Writing Maintainable and Secure Java Applications using an XQuery Builder

So you’re developing this cool Java application where you access XML data using XQuery. Easy enough with a powerful XML database like xDB, right? Well, yes and no šŸ˜‰ This document addresses some of the issues you may encounter.

The naive approach

The easiest way to execute XQuery statements, is to embed them into your Java code:

executeXQuery("for $a in document('/content/repository)"
    + " where $a//html/head/title = 'Using XQuery'"
    + " return $a");

where executeXQuery() executes the XQuery against your XML database.
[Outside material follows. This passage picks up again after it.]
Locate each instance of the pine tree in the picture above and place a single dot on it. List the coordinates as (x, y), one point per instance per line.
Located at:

Most of your XQuery statements won’t be static like this example. Rather, you’d get some input from your end user:

    final String title = getInputFromEndUser();
    final String xquery
        = "for $a in document('/content/repository)"
        + " where $a//html/head/title = '"
        + title
        + "' return $a";
    executeQuery(xquery);

Problems with the naive approach

This approach has some problems, though. First of all, the last XQuery is vulnerable to an XQuery Injection attack. This is the same as a SQL Injection attack, but based on XQuery instead of SQL. Like with SQL programming, you can use variables to work around this issue:

final String title = getInputFromEndUser();
final String xquery
    = "declare variable $title external;"
    + "for $a in document('/content/repository)"
    + " where $a//html/head/title = $title"
    + " return $a";
executeQuery(xquery, title);

where executeXQuery() now accepts a variable number of arguments after the XQuery statement that are values for the externally declared variables.

But there are still some maintainability issues with this code. For starters, see the argument to the document() function. This depends on the particular database layout for your application. If you’ll ever need to change it, you’ll likely need to update hundreds of XQuery statements. You could, of course, extract this into a constant.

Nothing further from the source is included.